Une des premières solutions que la NHTSA songe à imposer aux constructeurs est d’intégrer obligatoirement un système de détection des piétons avec freinage automatique d’urgence. Déjà, on trouve à bord de nombreux véhicules des systèmes de freinage automatisés qui empêchent d’emboutir le véhicule devant soi lors d’un moment de distraction.
Ces systèmes ne tiennent pas nécessairement compte de la présence de piétons ou de cyclistes qui s’approchent latéralement et qui pourraient se trouver devant le véhicule quand celui-ci accélère.
Les organismes de défense des piétons et des cyclistes aux États-Unis accueillent plutôt favorablement cette décision de la NHTSA, même s’il faudra quelques années avant que son effet sur la sécurité routière ne se fasse réellement sentir.

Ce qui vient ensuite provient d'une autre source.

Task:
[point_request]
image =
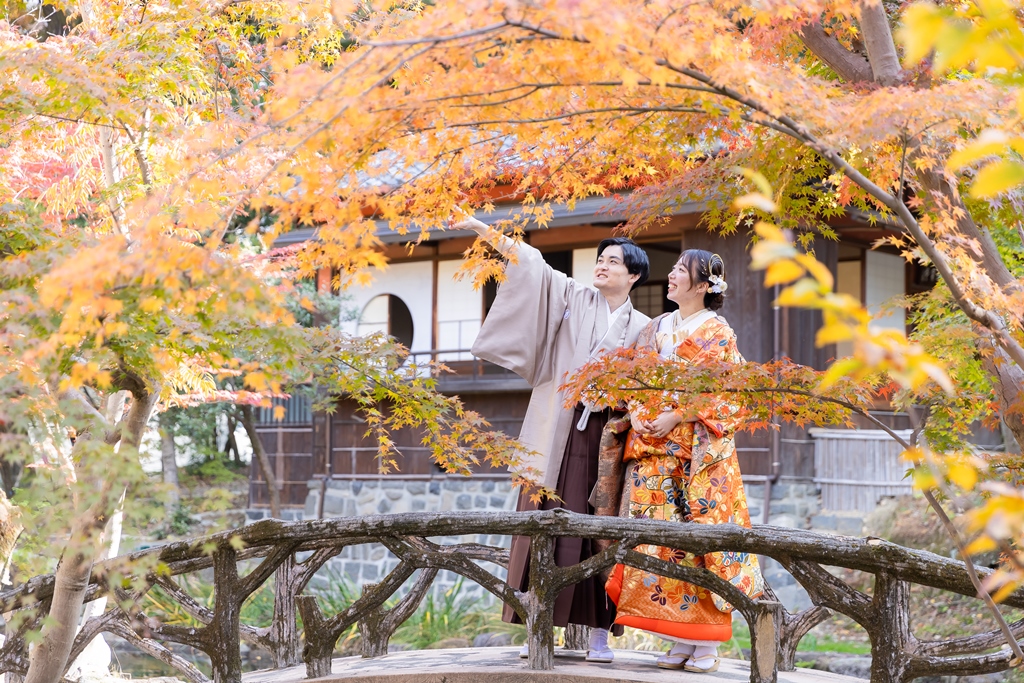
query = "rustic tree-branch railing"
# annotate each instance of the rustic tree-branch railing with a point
(897, 654)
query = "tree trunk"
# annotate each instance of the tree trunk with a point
(49, 659)
(230, 444)
(224, 651)
(95, 658)
(891, 641)
(765, 627)
(286, 645)
(851, 67)
(249, 422)
(169, 466)
(577, 637)
(879, 41)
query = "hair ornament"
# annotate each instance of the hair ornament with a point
(718, 284)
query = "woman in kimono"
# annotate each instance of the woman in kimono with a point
(681, 466)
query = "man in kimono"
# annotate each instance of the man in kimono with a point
(543, 326)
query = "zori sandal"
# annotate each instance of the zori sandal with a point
(692, 666)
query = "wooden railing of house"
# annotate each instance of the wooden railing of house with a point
(897, 654)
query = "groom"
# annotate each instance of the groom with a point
(543, 326)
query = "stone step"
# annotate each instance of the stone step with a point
(502, 665)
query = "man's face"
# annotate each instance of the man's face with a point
(610, 274)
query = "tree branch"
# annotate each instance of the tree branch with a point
(851, 67)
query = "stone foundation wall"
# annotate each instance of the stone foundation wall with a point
(369, 563)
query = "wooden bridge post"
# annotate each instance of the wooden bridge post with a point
(766, 623)
(284, 631)
(540, 604)
(892, 642)
(222, 635)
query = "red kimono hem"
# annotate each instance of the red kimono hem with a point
(715, 632)
(711, 632)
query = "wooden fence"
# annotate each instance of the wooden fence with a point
(857, 467)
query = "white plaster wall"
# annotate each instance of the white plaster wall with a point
(847, 282)
(459, 311)
(410, 282)
(884, 279)
(583, 265)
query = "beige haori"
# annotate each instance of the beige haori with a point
(544, 326)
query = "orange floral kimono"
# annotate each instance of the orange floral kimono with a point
(690, 476)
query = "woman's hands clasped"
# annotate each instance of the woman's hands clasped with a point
(658, 427)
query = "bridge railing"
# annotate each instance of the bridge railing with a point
(775, 633)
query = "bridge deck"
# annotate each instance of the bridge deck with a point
(502, 665)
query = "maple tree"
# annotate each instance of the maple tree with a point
(154, 152)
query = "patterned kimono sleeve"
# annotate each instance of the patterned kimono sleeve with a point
(720, 417)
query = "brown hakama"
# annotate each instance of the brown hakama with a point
(585, 603)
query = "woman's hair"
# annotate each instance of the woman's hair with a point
(701, 266)
(634, 258)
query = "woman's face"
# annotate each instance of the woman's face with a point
(681, 290)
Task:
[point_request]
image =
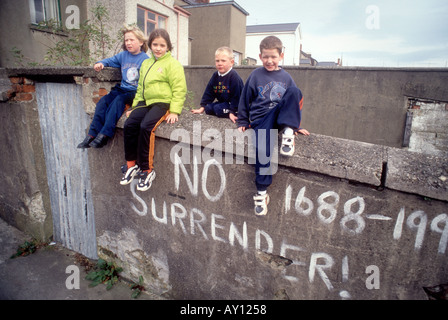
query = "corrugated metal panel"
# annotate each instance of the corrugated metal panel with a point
(63, 122)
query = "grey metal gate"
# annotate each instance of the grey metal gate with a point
(63, 122)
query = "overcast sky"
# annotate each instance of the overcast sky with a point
(383, 33)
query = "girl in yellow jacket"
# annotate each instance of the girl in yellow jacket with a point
(160, 96)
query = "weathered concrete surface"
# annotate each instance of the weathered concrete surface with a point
(346, 220)
(43, 274)
(24, 192)
(326, 236)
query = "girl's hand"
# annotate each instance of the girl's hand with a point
(197, 111)
(98, 66)
(303, 131)
(172, 118)
(233, 117)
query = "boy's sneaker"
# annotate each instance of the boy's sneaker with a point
(287, 147)
(145, 180)
(261, 202)
(128, 174)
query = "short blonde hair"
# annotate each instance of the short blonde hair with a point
(271, 42)
(226, 50)
(138, 34)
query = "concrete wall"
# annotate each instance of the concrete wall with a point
(347, 219)
(15, 22)
(213, 26)
(362, 104)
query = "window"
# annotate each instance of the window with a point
(147, 20)
(44, 10)
(237, 56)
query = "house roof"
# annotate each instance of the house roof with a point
(264, 28)
(213, 4)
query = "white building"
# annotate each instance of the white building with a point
(288, 33)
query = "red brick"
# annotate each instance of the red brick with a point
(24, 97)
(103, 92)
(16, 80)
(28, 88)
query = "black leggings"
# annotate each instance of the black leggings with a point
(139, 134)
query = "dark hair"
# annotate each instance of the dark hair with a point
(271, 42)
(160, 33)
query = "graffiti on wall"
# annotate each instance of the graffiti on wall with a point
(352, 215)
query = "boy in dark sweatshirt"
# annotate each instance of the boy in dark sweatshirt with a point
(270, 100)
(222, 94)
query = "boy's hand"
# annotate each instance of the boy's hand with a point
(172, 118)
(303, 131)
(200, 110)
(98, 66)
(233, 117)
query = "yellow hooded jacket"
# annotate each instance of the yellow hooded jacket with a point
(161, 80)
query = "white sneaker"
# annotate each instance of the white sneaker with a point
(145, 180)
(128, 174)
(261, 202)
(287, 147)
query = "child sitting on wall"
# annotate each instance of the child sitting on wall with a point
(111, 107)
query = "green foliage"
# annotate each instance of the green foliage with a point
(104, 272)
(137, 288)
(76, 47)
(27, 248)
(189, 100)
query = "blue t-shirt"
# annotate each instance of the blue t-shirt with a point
(263, 91)
(130, 67)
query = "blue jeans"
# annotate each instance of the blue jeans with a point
(109, 110)
(287, 113)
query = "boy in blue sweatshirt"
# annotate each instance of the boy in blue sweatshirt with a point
(222, 94)
(110, 108)
(270, 100)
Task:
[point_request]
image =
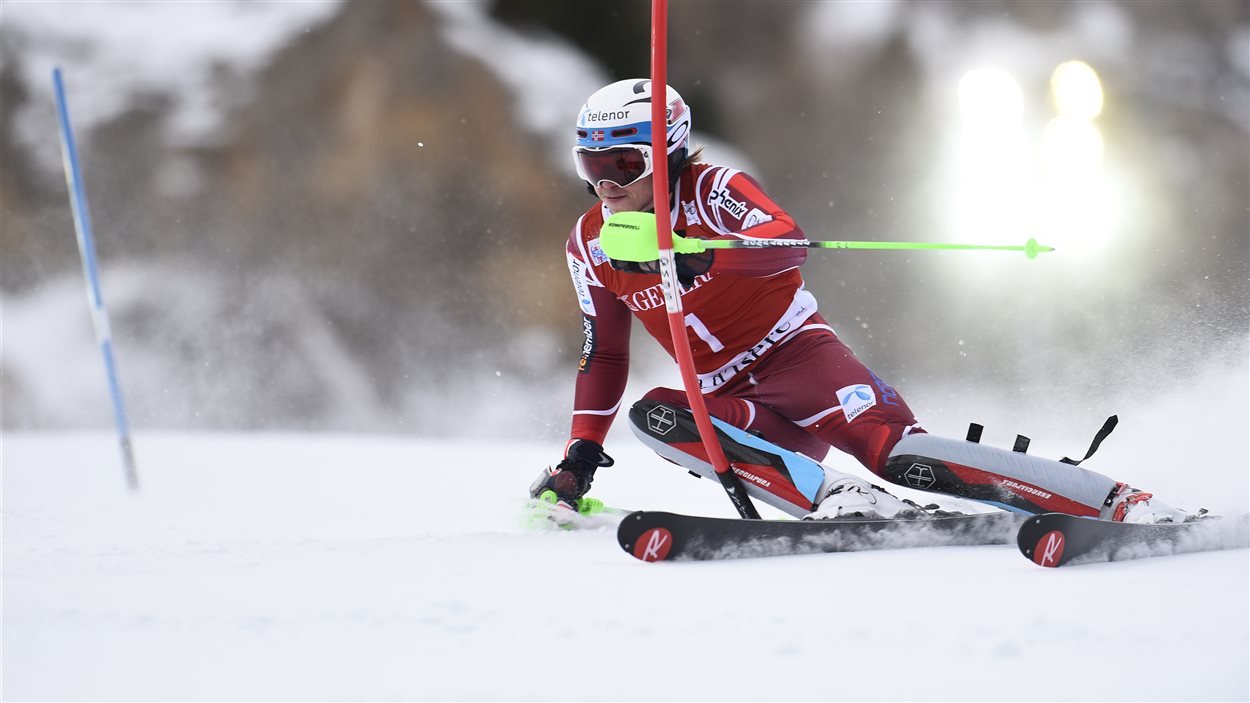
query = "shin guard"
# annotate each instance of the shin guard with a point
(784, 479)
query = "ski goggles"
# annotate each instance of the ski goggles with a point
(620, 165)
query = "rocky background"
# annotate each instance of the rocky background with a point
(369, 234)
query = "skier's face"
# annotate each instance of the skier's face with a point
(633, 198)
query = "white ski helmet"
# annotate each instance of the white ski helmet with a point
(621, 114)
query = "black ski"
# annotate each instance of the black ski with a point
(654, 536)
(1055, 539)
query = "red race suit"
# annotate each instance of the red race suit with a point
(765, 359)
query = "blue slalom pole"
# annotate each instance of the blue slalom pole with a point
(86, 248)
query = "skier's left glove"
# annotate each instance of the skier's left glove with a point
(628, 239)
(570, 479)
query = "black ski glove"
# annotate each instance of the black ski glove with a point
(570, 479)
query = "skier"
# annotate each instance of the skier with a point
(779, 383)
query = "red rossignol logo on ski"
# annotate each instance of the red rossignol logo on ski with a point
(1049, 549)
(654, 544)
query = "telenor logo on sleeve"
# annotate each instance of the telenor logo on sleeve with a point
(855, 399)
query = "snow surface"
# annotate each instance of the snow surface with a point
(348, 567)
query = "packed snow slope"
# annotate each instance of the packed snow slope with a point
(314, 568)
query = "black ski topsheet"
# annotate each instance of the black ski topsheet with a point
(1055, 539)
(656, 536)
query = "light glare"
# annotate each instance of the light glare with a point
(1076, 90)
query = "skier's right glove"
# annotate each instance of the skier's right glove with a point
(570, 479)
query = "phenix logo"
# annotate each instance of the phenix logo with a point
(654, 544)
(1049, 549)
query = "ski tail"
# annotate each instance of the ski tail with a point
(658, 537)
(1055, 539)
(771, 474)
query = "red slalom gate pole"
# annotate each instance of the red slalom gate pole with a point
(668, 267)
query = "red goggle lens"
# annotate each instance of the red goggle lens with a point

Ces organismes déplorent également qu’on n’ait pas insisté davantage sur le déploiement de technologies comme des limiteurs électroniques de vitesse. Certains véhicules Ford, par exemple, sont dotés de ce système que le conducteur peut activer pour éviter d’atteindre des vitesses qui sont soit supérieures à la limite permise, soit dangereuses pour les autres usagers de la route.
Des mesures en attente au Québec
Au Québec, il faudra attendre le plan gouvernemental pour connaître les mesures que les autorités entendent mettre en place pour mieux protéger les piétons.
Montréal a mis à jour son plan Vision Zéro 2030 en septembre dernier et propose des solutions, comme une plus grande « analyse des déficiences de la signalisation » et un « appui aux efforts de prévention de la fatigue au volant ».
Ces mesures, il faut le dire, manquent d’ambition. La Ville de Montréal hésite depuis cinq ans à régler durablement le cas de la voie Camillien-Houde, qui divise en deux le Parc du Mont-Royal et où les cyclistes et les automobilistes peinent à cohabiter de façon civilisée. Et on est loin d’une solution durable dans les rues beaucoup plus affluentes du centre-ville…
Plus on attend, plus « Vision Zéro » est en train de devenir « zéro vision ».